La respiration lente de Cyrus à mes côtés ne m'apaise pas. Je me relève dans le lit et m'approche de la fenêtre, pour regarder les rayons de la lune qui éclairent la forêt. Je veux trouver un peu de calme dans cette nature dormante. Mais tous ne dorment pas.

Un loup passe entre les arbres, et malgré la distance et la noirceur, je sais de qui il s'agit. Je souffle un bon coup. Je comprends sa douleur, sa peine. Et je ne peux pas en rester éloignée.

Alors je sors de cette chambre, et je prends le même chemin que le loup avant moi.

Je le trouve bien vite.

Là, roulé en boule sur cette motte de terre pas encore recouverte de sa stèle.

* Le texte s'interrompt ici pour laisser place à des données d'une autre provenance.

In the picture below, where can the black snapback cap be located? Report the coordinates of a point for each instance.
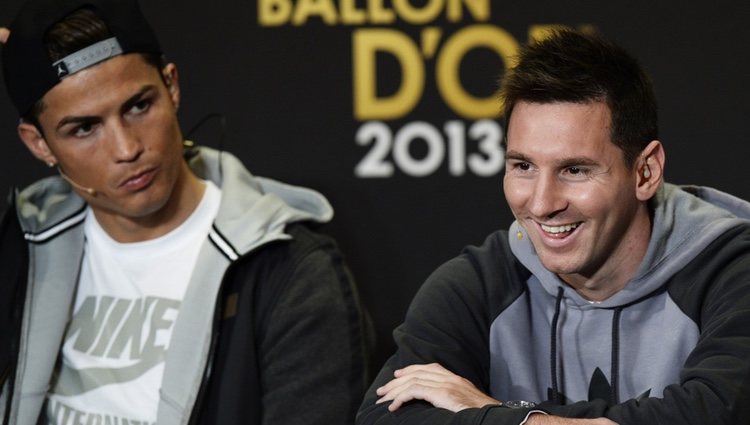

Malgré le froid de la nuit, je m'avance vers lui et m'assois à ses côtés, me lovant contre son pelage.

A travers l'épaisse couche de poils qui le recouvre, j'entends les battements de son cœur. Je les entends pleurer la perte de cette femme qu'il aimait, de cette louve à qui il était intrinsèquement lié. Il a mal, comme chacun de nous, peut-être encore plus. Non. Plus. C'est certain.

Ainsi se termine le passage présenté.